Trump uses primetime address to the nation to once again raise doubts about past elections

(Photo: The White House / CC BY-SA 2.0, MGN)

WASHINGTON (AP) — President Donald Trump used his primetime national address Thursday night to once again raise doubts about the results of past elections, reviving a subject he’s long used to make unproven claims and deny his loss in the 2020 election.

Trump’s speech presented allegations of interference and influence in ways that lacked key context and did not produce evidence that votes had been manipulated or that the election outcome had been altered.

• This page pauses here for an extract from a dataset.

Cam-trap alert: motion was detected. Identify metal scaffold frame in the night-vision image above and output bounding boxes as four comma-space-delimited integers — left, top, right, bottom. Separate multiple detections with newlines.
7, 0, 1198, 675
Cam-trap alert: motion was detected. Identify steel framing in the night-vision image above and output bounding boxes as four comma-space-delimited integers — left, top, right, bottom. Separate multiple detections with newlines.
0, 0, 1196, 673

He began with a stark warning about what he described as flaws in the voting system and said he was releasing previously classified documents related to the 2020 and 2018 elections, when he lost the presidential election and his party suffered losses.

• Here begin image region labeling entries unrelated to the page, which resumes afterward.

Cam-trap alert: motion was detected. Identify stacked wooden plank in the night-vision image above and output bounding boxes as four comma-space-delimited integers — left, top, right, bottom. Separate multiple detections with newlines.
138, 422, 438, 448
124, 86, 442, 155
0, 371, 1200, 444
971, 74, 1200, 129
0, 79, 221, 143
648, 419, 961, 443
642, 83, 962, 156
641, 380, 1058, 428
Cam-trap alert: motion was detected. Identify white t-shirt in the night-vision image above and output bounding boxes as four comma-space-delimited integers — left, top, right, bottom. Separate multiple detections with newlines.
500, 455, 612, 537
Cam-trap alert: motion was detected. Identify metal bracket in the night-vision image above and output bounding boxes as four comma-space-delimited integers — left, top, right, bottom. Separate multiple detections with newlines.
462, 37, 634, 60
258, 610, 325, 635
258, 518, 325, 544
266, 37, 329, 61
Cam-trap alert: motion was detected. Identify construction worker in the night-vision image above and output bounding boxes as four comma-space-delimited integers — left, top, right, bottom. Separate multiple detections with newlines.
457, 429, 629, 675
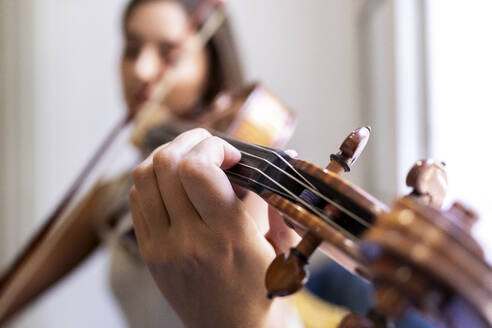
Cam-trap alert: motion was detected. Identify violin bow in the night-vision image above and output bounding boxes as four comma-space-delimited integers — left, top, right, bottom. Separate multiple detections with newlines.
0, 0, 226, 317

No credible intelligence has emerged showing that the vote count in 2020 was manipulated by foreign actors. Repeated audits and reviews — many run by Republicans, including Trump’s own then-attorney general — have found no significant fraud occurred in 2020.

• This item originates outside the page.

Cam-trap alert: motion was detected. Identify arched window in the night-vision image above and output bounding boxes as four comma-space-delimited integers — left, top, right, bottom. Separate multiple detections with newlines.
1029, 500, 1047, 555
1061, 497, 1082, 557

Sue Gordon, principal deputy director of national intelligence in Trump’s first term, called the president’s address “a dangerous speech about an incredibly important topic.” She said the intelligence community throughout Trump’s first term was alarmed about foreign interference in elections, but Trump scoffed at them, angered at the investigation of his campaign’s relationship with Russia.

Notably, Trump focused on China but glossed over Russia, a country that intelligence officials have said favored Trump in 2016 and 2020 and engaged in wide-ranging influence campaigns aimed at boosting him over Biden in the latter campaign.